Au niveau des dessins, Aoi Makino conserve un trait bel et bien typé shôjo, avec des personnages aux traits un peu arrondis et aux yeux très expressifs. La mangaka se sert bien de ces spécificités pour faire ressortir les émotions et la détresse de ses personnages, et elle évite globalement de tomber dans les excès, sauf quand cela le demande (la scène du toit).

A l'heure où tant de shôjo paraissant en France se cantonnent à la romance gentillette ou putassière, The End of the World se démarque avec brio, nous propulsant dans une histoire sombre, abordant succinctement ou plus profondément de nombreux thèmes délicats, et au fil de laquelle Aoi Makino n'oublie rien. Et tout ceci en seulement 140 pages s'il vous plaît, le dernier chapitre étant un hors-série présentant les origines des brimades qu'Azusa a subies à Kobe.
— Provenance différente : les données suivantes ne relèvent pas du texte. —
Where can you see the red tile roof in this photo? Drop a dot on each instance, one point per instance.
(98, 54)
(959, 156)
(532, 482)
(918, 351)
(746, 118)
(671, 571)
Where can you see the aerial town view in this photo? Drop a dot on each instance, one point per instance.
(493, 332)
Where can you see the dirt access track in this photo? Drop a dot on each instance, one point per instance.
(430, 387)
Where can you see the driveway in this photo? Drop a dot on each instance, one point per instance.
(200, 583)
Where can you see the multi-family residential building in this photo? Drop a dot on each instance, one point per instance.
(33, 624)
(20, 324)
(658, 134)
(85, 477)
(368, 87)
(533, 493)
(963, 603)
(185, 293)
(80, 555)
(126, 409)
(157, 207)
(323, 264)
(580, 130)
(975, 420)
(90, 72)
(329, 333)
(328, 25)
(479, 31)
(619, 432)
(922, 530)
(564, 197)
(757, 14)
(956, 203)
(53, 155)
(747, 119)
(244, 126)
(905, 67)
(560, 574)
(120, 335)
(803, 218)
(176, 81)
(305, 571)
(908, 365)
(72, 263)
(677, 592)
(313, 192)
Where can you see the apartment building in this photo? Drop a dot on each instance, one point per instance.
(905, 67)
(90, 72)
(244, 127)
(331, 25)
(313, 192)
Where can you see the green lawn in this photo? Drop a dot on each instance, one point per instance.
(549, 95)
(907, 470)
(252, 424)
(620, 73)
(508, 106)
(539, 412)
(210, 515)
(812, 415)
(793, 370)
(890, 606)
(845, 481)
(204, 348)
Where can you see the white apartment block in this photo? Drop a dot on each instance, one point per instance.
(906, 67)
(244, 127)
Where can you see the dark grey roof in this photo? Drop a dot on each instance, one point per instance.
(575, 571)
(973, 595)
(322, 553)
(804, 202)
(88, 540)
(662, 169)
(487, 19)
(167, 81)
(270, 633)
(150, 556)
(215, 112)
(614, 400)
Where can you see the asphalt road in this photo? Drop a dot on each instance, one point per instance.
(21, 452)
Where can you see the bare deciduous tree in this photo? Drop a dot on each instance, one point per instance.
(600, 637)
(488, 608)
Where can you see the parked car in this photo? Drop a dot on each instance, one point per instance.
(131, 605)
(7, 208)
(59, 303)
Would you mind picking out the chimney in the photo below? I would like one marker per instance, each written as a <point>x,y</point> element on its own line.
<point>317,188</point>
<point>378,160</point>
L'un des débuts de shôjo les plus ambitieux et profonds de cette année 2013, pour une série à suivre de très près.

Du côté de l'édition, on a malheureusement droit à du Panini pur jus. Si la traduction reste honnête, on déplorera le papier trop rêche et désagréable à prendre en main, ainsi que la qualité d'impression très médiocre (aaah, le syndrome de l'encre sur les doigts...)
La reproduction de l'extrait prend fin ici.